My Power Edge server is more than 3 years old. Even though it has worked perfectly so far, I am concerned that the hard drives might be approaching their end of life (in my experience they tend to fail in 3 to 6 years of usage). Trying to be proactive, I want to swap them out with new ones:
1) What is the process to change the drives while keeping the files on them? My Power Edge R310 has two mirrored drives.
2) Can I use higher capacity drives? The current drives are 1TB each. I'd like to swap them out with 2 TB drives to increase network storage capacity.
There really isn't an End of Life on drives, as they are all used differently. I would suggest that if you want to ensure longevity of the server and to work proactively would be to make certain that the server is kept up to date with its BIOS and other firmware. Now if the server is already substantially behind in updates then you may have to walk some up to current, as jumping large numbers of updates can cause irreversible issues.

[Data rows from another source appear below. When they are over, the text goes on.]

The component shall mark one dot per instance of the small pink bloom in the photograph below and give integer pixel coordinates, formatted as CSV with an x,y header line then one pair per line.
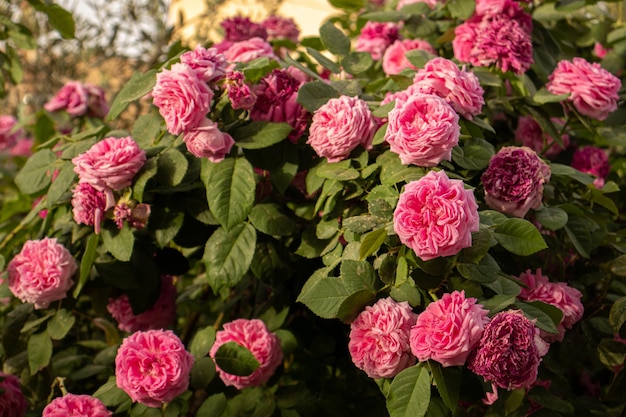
x,y
42,272
530,134
448,329
208,64
183,99
111,163
339,126
379,338
436,216
263,344
207,141
509,351
160,316
394,58
514,180
422,130
153,367
249,50
72,97
375,37
592,90
71,405
592,160
567,299
461,89
12,401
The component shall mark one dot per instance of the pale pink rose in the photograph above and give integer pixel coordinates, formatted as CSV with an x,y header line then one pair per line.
x,y
279,27
111,163
249,50
394,58
509,351
10,133
339,126
12,401
207,141
71,405
514,180
153,367
264,345
379,338
530,134
89,205
422,130
208,64
537,287
42,272
592,90
183,99
592,160
375,37
448,329
436,216
460,88
160,316
72,97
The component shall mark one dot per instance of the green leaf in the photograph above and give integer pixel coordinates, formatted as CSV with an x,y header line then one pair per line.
x,y
39,351
260,134
235,359
86,262
36,174
315,94
519,236
61,324
268,219
137,87
230,191
409,393
119,242
334,39
228,255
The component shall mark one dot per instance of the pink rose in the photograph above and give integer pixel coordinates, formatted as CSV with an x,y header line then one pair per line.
x,y
530,134
12,401
71,405
281,28
153,367
567,299
509,351
339,126
183,99
72,97
379,338
42,272
111,163
207,141
375,37
89,205
461,89
208,64
592,89
422,130
514,180
448,329
249,50
436,216
592,160
263,344
160,316
394,59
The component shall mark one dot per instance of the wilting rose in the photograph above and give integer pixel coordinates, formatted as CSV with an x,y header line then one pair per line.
x,y
436,216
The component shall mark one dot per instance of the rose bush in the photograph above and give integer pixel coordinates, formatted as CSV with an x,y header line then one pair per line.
x,y
417,212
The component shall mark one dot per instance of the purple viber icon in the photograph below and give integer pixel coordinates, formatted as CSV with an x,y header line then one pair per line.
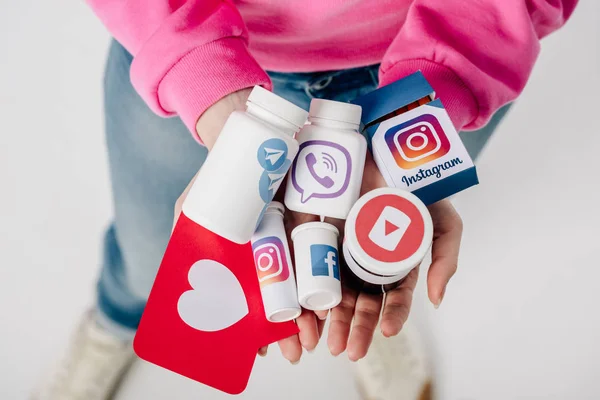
x,y
321,170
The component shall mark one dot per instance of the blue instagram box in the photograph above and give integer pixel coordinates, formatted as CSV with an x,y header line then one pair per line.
x,y
413,140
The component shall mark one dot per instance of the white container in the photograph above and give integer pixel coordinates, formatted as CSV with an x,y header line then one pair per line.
x,y
387,234
274,267
245,167
317,265
326,176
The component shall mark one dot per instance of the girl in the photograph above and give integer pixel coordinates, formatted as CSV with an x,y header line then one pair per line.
x,y
197,59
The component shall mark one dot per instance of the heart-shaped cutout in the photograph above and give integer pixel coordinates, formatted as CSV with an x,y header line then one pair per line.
x,y
216,301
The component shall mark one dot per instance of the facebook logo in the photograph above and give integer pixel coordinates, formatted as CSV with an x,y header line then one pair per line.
x,y
324,261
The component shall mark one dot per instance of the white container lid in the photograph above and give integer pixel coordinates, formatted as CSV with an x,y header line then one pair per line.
x,y
314,225
275,207
278,105
335,111
365,275
388,231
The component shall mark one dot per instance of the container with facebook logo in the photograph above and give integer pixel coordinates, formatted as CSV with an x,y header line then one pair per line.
x,y
413,140
317,265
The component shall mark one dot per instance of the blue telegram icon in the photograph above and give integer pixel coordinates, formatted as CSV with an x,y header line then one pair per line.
x,y
324,261
272,154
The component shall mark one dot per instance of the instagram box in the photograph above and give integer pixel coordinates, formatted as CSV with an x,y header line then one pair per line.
x,y
413,140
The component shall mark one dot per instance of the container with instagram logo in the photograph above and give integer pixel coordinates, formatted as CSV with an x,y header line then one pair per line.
x,y
274,267
326,176
414,142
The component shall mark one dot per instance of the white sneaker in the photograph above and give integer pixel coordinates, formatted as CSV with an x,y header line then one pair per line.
x,y
94,363
395,368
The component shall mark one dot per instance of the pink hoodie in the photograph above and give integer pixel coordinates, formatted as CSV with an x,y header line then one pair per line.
x,y
477,54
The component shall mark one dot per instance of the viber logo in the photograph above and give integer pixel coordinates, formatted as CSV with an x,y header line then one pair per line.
x,y
417,141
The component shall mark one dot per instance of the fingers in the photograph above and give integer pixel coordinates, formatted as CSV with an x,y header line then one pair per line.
x,y
366,316
322,315
340,322
309,330
444,253
397,305
291,349
180,200
372,178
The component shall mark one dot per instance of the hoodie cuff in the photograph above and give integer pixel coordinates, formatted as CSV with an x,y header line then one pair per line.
x,y
207,74
459,101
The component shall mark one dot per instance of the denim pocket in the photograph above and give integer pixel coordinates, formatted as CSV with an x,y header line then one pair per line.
x,y
343,85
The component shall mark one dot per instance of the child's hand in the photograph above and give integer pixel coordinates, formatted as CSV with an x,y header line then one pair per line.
x,y
366,309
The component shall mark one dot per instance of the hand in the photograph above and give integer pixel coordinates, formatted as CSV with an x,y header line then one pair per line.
x,y
366,309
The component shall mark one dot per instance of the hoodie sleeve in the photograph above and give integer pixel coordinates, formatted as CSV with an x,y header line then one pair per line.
x,y
187,54
477,54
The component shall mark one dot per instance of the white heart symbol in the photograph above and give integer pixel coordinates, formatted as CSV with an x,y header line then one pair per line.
x,y
217,300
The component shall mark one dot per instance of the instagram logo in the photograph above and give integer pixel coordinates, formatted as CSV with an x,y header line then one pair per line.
x,y
417,141
270,261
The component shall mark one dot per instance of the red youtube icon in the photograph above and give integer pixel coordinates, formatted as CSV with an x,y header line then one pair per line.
x,y
389,228
204,318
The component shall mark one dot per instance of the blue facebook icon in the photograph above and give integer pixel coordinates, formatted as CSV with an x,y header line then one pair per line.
x,y
324,261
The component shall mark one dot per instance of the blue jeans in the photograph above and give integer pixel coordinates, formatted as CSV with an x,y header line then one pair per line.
x,y
153,159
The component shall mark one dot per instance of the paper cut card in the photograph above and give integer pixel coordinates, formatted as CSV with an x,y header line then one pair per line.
x,y
205,318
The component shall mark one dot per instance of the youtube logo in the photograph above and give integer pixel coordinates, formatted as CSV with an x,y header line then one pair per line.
x,y
389,228
388,232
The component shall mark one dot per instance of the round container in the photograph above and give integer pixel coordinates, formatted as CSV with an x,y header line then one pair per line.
x,y
245,167
274,267
326,176
388,233
317,265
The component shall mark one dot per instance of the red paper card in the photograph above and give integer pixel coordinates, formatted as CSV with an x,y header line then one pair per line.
x,y
205,318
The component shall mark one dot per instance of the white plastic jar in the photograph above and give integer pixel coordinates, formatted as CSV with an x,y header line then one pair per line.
x,y
326,177
274,267
387,234
246,166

Now with swapping the drives out for larger ones, you can do this on specific Raid controllers, but it will not expand the space on the existing Virtual Disks, it will create space outside of the Virtual Disk that you can then use to create a second new Virtual Disk. Doing this is convenient but does have possible redundancy issues that could occur down the line. It is recommended, but vastly more time consuming, to Backup the data - delete the Virtual Disk - recreate the Virtual Disk with new larger drives - reinstall the OS - then restore the data from backup. That is going to be the supported route, as well as more stable and redundant in the long run. Regardless of what you decide, it is a good idea to get an backup prior to doing anything.

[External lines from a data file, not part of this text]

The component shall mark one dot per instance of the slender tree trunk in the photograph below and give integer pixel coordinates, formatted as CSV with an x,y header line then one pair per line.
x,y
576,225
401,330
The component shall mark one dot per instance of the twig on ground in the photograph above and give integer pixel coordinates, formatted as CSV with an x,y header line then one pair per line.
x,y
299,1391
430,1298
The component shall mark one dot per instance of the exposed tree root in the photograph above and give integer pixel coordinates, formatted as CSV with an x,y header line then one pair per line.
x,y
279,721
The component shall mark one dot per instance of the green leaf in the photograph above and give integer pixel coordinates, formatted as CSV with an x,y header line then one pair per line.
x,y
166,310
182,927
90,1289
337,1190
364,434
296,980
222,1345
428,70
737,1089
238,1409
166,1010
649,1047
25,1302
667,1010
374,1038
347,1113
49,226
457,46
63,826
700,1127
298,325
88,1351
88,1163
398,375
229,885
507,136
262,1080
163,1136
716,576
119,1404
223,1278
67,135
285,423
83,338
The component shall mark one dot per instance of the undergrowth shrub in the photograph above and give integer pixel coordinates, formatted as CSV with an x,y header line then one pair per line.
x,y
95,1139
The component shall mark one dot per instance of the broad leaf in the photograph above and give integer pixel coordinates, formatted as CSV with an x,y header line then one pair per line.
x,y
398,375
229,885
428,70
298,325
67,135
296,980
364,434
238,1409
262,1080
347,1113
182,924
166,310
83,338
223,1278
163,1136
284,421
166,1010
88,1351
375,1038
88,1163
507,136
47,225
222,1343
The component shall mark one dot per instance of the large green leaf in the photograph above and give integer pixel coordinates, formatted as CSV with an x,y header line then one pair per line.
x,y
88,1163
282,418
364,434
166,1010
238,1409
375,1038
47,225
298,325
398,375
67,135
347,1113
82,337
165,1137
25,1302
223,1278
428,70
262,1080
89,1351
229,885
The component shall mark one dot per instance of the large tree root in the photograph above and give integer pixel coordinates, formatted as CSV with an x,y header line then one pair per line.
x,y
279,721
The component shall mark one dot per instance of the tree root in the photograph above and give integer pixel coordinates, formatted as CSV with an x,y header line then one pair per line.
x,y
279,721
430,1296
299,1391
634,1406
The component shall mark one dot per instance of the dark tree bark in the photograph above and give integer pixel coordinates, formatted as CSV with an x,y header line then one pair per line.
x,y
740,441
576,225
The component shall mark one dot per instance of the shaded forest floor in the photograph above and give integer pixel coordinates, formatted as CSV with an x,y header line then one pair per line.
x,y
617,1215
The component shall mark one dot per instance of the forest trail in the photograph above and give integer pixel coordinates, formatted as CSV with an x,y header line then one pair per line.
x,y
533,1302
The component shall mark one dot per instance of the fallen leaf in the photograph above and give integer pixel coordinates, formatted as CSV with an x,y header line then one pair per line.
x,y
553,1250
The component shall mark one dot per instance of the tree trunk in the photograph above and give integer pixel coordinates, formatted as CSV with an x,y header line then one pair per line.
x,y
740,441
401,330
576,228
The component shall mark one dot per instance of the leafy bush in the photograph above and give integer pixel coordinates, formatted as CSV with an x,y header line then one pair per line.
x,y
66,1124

That's good news and bad news. The bad news is that I didn't even know we're supposed to be updating the BIOS on the server, so we haven't done anything like that on it. We still have an active Dell support agreement on the server. Is this something Dell techs would do?
It's like oil changes, rotating tires, flushing transmission, etc. ... updating firmware on servers is part of suggested maintenance for your servers. Not doing so will probably eventually cause you problems that the updates were intended to fix. The updates range from optional/good practice to critical and can address issues that can actually damage hardware or lead to data loss.
Dell Support can run the updates for you, but it is just a matter of downloading the file, then double-clicking it to run. Some of the update are done outside of the OS though, so while they can walk you through the process, they can't do it for you.
Where are you at on you BIOS, Drac, and Raid controller driver and firmware? It can give us an idea of what where you are, and the updates needed to proceed.